For Emigholz, as for the architects who fascinate him, the struggle is also one of communication—of translating ideas about space into decipherable forms—which takes on the weight of an existential necessity. In this sense, Streetscapes [Dialogue] can be seen as a kind of supplement, rather than another installment in the series of architecture films (one reason, perhaps, for the new series). It is clearly intended to satisfy a different need—to overcome a psychological blockage preventing that primary, communicative imperative from being satisfied. Though it is possible that the therapeutic exchange might have been enough on its own to work through the artistic crisis and attendant depression, the film serves the important purpose of clarifying what is at stake, and is, on its own, a compelling document of the psychological trials of artistic production, in which personal and aesthetic crises are often indistinguishable.
The third film of the series, Streetscapes [Dialogue] is its obvious centerpiece, fascinating both as a retrospective introduction to Emigholz’s large body of work and as a radical divergence from and development of his practice.
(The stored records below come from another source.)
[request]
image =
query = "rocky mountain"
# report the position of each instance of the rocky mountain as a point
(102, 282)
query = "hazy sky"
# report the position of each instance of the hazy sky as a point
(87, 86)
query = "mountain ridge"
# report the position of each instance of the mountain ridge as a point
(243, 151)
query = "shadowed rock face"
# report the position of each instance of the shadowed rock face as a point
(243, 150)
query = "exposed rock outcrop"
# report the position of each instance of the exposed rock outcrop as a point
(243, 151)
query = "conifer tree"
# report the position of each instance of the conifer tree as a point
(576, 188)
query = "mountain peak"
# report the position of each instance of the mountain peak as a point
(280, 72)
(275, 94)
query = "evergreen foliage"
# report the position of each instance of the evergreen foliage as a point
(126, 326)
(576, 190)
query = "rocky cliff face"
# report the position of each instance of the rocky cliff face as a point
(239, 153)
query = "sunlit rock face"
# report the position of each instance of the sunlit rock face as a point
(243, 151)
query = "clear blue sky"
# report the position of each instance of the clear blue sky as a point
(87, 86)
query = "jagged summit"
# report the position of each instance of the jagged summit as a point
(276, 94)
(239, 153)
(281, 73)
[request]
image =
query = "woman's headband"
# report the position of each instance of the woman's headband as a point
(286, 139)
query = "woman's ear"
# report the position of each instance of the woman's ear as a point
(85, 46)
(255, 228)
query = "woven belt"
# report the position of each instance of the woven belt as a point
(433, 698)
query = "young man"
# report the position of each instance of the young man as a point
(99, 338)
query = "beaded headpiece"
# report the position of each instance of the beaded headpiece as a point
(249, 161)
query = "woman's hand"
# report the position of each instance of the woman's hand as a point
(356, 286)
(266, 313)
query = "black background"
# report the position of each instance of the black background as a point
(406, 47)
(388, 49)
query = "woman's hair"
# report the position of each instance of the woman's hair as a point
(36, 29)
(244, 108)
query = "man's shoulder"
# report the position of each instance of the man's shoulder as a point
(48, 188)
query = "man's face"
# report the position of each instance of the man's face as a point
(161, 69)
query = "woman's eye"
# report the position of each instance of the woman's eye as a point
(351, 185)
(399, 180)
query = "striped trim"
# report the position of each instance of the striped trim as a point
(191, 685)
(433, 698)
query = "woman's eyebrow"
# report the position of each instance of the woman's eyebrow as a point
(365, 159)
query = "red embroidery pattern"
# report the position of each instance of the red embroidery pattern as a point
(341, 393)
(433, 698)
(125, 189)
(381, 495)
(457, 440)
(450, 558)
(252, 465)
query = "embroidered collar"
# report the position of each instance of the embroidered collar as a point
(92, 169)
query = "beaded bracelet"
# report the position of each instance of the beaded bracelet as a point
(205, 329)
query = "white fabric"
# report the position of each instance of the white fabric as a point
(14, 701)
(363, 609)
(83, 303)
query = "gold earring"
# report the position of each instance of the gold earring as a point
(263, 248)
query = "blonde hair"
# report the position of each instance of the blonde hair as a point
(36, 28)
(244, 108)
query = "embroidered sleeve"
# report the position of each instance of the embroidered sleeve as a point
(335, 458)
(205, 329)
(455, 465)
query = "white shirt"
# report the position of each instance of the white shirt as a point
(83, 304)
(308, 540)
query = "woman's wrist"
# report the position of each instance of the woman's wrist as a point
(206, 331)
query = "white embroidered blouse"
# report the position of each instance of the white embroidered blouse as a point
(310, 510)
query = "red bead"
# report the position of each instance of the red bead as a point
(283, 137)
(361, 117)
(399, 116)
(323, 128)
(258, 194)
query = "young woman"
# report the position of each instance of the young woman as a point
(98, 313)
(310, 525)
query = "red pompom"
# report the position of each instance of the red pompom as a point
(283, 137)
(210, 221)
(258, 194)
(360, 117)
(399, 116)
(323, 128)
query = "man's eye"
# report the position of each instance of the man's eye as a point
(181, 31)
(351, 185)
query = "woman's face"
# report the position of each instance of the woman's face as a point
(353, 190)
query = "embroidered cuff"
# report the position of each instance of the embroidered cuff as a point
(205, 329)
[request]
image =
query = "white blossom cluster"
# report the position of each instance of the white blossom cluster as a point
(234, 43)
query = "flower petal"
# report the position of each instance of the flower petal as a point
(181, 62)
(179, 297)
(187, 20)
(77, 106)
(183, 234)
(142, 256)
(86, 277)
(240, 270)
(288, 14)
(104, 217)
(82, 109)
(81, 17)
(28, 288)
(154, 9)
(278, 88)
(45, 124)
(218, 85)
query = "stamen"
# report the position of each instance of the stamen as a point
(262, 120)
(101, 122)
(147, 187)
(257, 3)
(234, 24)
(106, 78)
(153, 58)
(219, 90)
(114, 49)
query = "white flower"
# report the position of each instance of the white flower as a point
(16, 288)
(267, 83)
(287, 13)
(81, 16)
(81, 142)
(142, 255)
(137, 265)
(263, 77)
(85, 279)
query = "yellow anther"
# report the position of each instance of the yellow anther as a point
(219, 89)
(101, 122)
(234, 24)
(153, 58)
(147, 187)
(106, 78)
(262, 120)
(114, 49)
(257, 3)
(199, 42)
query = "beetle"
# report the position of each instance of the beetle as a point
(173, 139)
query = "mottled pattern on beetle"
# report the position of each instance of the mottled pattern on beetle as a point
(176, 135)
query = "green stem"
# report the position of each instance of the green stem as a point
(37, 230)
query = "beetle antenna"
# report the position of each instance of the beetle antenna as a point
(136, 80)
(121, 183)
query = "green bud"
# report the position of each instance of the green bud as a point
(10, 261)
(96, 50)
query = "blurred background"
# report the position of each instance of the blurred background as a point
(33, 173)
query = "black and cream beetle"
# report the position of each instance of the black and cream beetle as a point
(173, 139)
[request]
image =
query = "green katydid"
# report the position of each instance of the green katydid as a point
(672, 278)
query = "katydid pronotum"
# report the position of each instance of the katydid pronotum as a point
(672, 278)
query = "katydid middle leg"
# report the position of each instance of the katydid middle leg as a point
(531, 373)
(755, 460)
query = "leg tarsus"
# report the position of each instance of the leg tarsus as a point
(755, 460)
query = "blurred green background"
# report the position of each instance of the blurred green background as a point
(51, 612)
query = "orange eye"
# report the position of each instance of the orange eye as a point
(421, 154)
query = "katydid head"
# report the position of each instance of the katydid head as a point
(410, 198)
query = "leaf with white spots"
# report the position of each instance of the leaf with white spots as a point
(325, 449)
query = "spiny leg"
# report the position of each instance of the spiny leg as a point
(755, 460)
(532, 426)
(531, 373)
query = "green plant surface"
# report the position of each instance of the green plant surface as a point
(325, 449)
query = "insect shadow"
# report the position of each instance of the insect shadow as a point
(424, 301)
It is also, in a sense, a means to an end, insofar as the dialogue is precisely what made the entire series possible. The other three parts are worthy of more attention than I can give them here. Dieste [Uruguay] explores the beautiful, undulating, highly engineered brick structures of an architect who advocated “resistance through form,” while Bickels [Socialism] takes a mournful look at the ideological and physical evacuation of the kibbutzim of Samuel Bickels. 2+2=22 [The Alphabet] represents another radical break from the Emigholz’s monographic architecture films by turning its attention to another kind of creative process, as well as outward, toward the repressed antithesis of authorial structures—the streetscapes which give the series its name.